Zipline tackles that challenge with drones. The U.S. company’s tiny robotic airplanes have already delivered more than 220,000 COVID-19 vaccine doses from multiple manufacturers in Ghana.
The U.S. Department of State on December 8 honored Zipline and medical supply producer 3M Singapore with its Award for Corporate Excellence (ACE). ACE winners display exemplary practices in overseas operations. These two companies won in the health security category. California-based Zipline and 3M, based in St. Paul, Minnesota, both worked to secure supply chains for critical goods and services during the COVID-19 pandemic.
Difficult deliveries of sensitive vaccines
Founded in 2014, Zipline began drone deliveries of blood for emergency transfusions in Rwanda two years later. But development of sensitive messenger RNA vaccines to combat the COVID-19 pandemic and the U.S. pledge to give, not sell, 1.2 billion COVID-19 vaccine doses to low- and middle-income nations posed a huge challenge for anyone transporting the new vaccines. While the mRNA vaccines have been shown to be up to 95% effective in preventing symptomatic COVID-19 in clinical testing, the serum must be stored at temperatures far below freezing.
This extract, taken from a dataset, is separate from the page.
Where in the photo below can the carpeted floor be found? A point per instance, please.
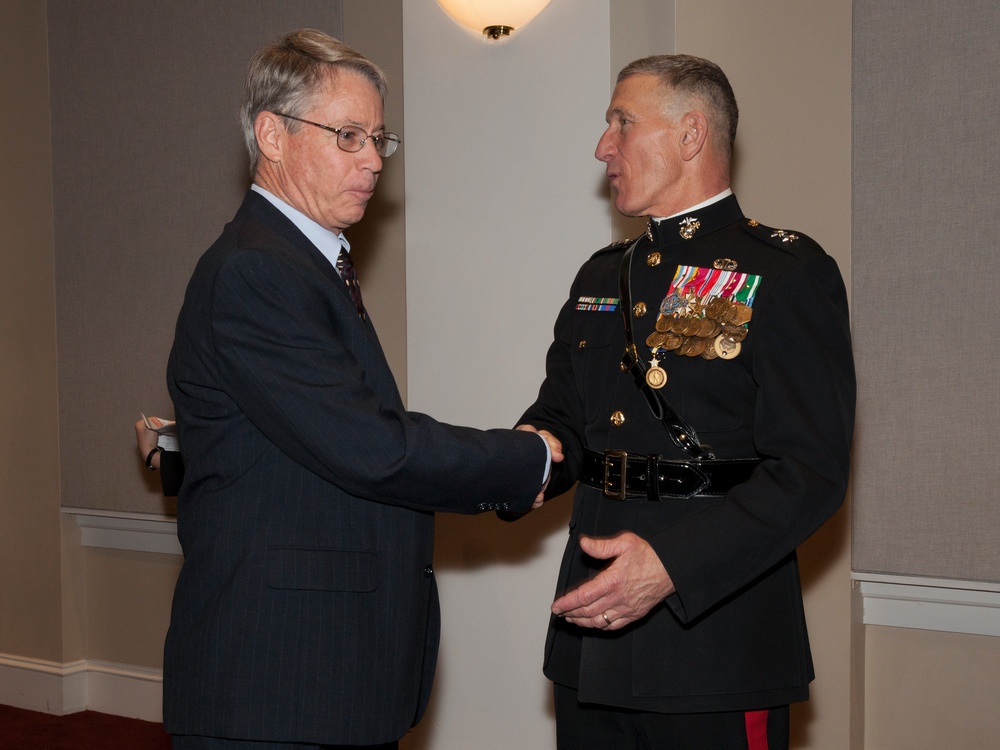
(86, 730)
Zipline met the challenge. It collaborated with mRNA vaccine producer Pfizer-BioNTech in a partnership that will allow for the distribution of approximately 50,000 doses of COVID-19 vaccine in Ghana.
Meanwhile, the United States has delivered more than 275 million COVID-19 vaccine doses, reaching over 110 countries and economies. U.S. companies are also sharing their expertise to streamline vaccine delivery and support vaccination sites.
Most U.S.-COVID-19 vaccine donations are through COVAX, an international partnership dedicated to equitably distributing COVID-19 vaccines. Zipline has delivered more than 26,000 vaccine doses from COVAX, personal protective equipment and COVID-19 test kits to underserved communities in Ghana.
3M masks protecting workers
3M tripled its global production of N95 masks in 2020 from 2019. It now produces 2.5 billion masks annually. Additionally, 3M partners with hospitals to fit-test medical workers for N95 masks and certifies trainers to ensure that masks properly protect front-line workers.
The company first produced N95 masks in the 1990s by incorporating electrocharged fibers, invented by Taiwanese American scientist Peter Tsai, into its design.
3M also has partnered with the government of Singapore to combat counterfeiting of medical supplies. Through a fraud-complaint hotline and other efforts, 3M has contributed to the seizure of more than 55.4 million counterfeit N95 masks and the removal of more than 28,000 fraudulent online sales offerings.